Let me start by saying that it’s not my intention to make fun of this person, although I know it will be perceived that way. As I said in my last post, “Did You Say Prison?”, this ex of mine was a decent guy who made some bad decisions in life. He certainly wasn’t a cruel, malicious person and my sharing this story with you is only to make light of the romantic struggles or predicaments I’ve had in my life time.

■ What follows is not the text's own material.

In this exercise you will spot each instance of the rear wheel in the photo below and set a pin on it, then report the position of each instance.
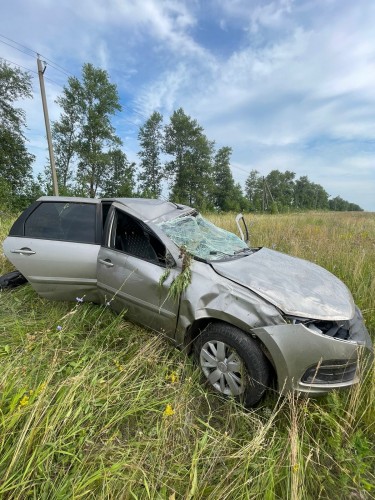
(232, 362)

A few months after I last heard from this ex my mom called to let me know some mail had come for me at her home… from the Bergen County Jail. Ut oh. Admittedly, I rushed over to get the letter. The only other time I rush to my mom’s is if she’s making Grape Leaves 😉
I hope I don’t go to hell for this….. here’s the letter… with my hopefully amusing comments… and I’ll fix the grammar so you can read it without the initial hiccups I had. “I’m sure you must be shocked to get a letter from me. I’m incarcerated in the Bergen County Jail (um, yea, this is why I didn’t return any of your phone calls). Sometimes your past catches up with you. That’s what happened to me. I didn’t go to court in 94 because I had already moved to FL. (that’s all I get on this subject, so some unmentionable caught up with him). Anyway, the reason I’m writing to you is because I have no one to correspond with since my mother, brother and father are all dead. (that’s that saddest and most pathetic thing I have ever heard, plus it makes me feel like chopped liver. So everyone knows, he also has a sister who does not speak to him for a reason unbeknownst to me.) It’s hard to do time when you have no letters, visits or calls. I’ve always liked you very much, maybe more than you realize. You have the most beautiful eyes (true) and I could go on forever. (let’s keep in mind that outside of the last couple of months an entire decade went by without any contact from this guy).
I know we didn’t keep in touch but if you could write me a letter, you can write about anything. I’m sure you have a boyfriend. All the good girls are taken. (then why don’t I have a boyfriend damn it!) You see, getting a letter or photo would turn a bad day in jail into a good week for me. I wouldn’t feel so alone and feeling that way makes time go slower. I could get out of jail relatively cheap. Only $100.00 but I’d never ask you to do that, they’ll release me eventually so don’t worry about that. (Then why bring it up? Of course he can’t help himself, I understand. In truth, as with the first meeting, I just can’t go there. My life is already complicated enough. I can tell you this though, 7 years ago, my life was no wheres near as complicated as it is today.) And I’ll make you a deal with you. If you write, when I get out I’ll take you to a fancy restaurant in NYC and I’ll throw in a Broadway show. (I shouldn’t be laughing but I am. Surely I’m going to hell.) I have a job waiting for me when I get out and I will make real good money. (I guess when you go from jail to any job, the money is “real good”. Tears starts to stream out of my eyes.) It was a bit strange that your address popped into my head after all these years. It was plain as day in my mind. (Damn my mother for not having unlisted information and never moving.) I think you are good karma and that’s why. (I’m sure he doesn’t think that anymore.)
All I do here is work, read, eat and sleep. I do 500 push-ups a day and it would be nice if just once during mail call, they called my name. I’m the only guy who doesn’t get visits or letters. I’d really enjoy taking you out. I’ll pay for everything. Then we can talk and laugh about me being locked up. (Why wait? I’m doing that now.) I have nobody in my life right now and I could really use a friend (hell, here I come) so please consider writing me. I know it will be strange but we know each other well (umm, no, not really, I knew you 10 yrs ago – before prison, 2x).
I hope you and your family are doing fine. Even if you decide not to write, I’ll understand if you don’t feel comfortable writing an inmate. I’ll keep my word about dinner and a show when I get out regardless just because I enjoy your company. You’re a nice lady and it doesn’t hurt that you’re hot too. (In case anyone is curious, he’s about 41 years old here).
That’s it. That’s the first letter. If everyone, or the few who actually bother to read my blog thing I am an evil doer, please let me know and I will take this post down. If not. I shall continue with letter #2.